One blow to Antwerp was triggered in when ArcelorMittal, the world's largest steelmaker, in October permanently closed production of liquid steel in the French-speaking city of Liege, a decision unions say could cost 500 jobs.
That has also fed back into lost business at Antwerp port, where imports of iron ore that fed the blast furnaces in Liege have fallen and reduced dry bulk traffic by 6.5 percent in 2011.
"In 2010, people thought we were getting back to doing business, but Lehman Brothers taught us how quickly a financial crisis can start hurting the real economy," the port's Bruyninckx said.
Franco-Belgian banking group Dexia also learned that lesson in October. The euro zone crisis starved it of the credit it needed to keep operating, pushing it towards collapse until Belgium, France and Luxembourg stepped in with state guarantees and Belgium nationalized its local retail business.
FINISHED AT 59?
Belgium could never have insulated itself from the crisis.
But the post-Lehman revival masked the need for reform - a task that is complicated by Belgium's regional divide.

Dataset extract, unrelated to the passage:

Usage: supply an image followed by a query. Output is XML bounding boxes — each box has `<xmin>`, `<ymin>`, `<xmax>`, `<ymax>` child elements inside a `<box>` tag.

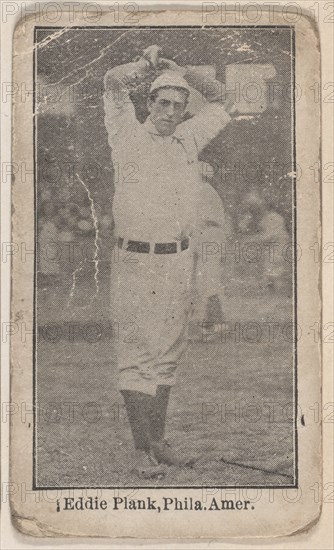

It took politicians more than 500 days to form a government after elections in June 2010.
Flemish businessman Paul Kumpen, who exports his Ridley bicycles to 44 countries and has an annual turnover of 25 million euros, says he is tired of paying one of the world's highest tax burdens when the revenues are seen as poorly spent.
"For every 100 euros I make, I pay 52 to the taxman, so I'm getting just 48 euros to reinvest while the government runs an inefficient public sector and pays the pensions of Belgians who retire at 55," said Kumpen, himself 62.
Despite the stereotypes that it is southern Europeans who retire too early, Belgium's official retirement age at 65 is two years lower than Spain, while unofficially many people retire at 59, compared to 62 in Greece, according to the Paris-based OECD.
One in four of all unemployed Belgians are over 50, and getting them to stay longer in the workforce is a challenge.
At the other end of the scale, ambitious companies that want to build on Belgium's promise as a logistics and hi-tech economy say they cannot find the highly-skilled graduates they need.
Only 15 materials engineers -- needed in industries such as aerospace and chemicals -- graduate in Belgium every year and that makes Metalogic's Buelens' life very difficult.
"It's a struggle for life, it's almost impossible," Buelens said. "The last people I recruited included two Polish engineers, someone from China and another from Portugal."
Even with unemployment at 8 percent in Belgium, Flanders has 307,000 jobs it cannot fill because of a mismatch between what companies need and the skills of the unemployed.
"People don't move within the country, there's a big mobility issue," said Libeer, echoing a problem across the EU.
Joblessness, early retirement and an inefficient public sector have pushed Belgium's public debt to almost 100 percent of GDP, leaving less money to pay the growing pensions bill.
Still, at Antwerp port, work is underway on the banks of the Scheldt to build the world's biggest lock at a cost of 340 million euros to handle ever-larger ships that ply world trade.
It is a sign of the optimism that is in short supply across Europe these days and signals the hope that growth will return if European leaders can find a solution to the crisis.
"It is in everyone's interest to deal with it," Bruyninckx said. "And today, not tomorrow."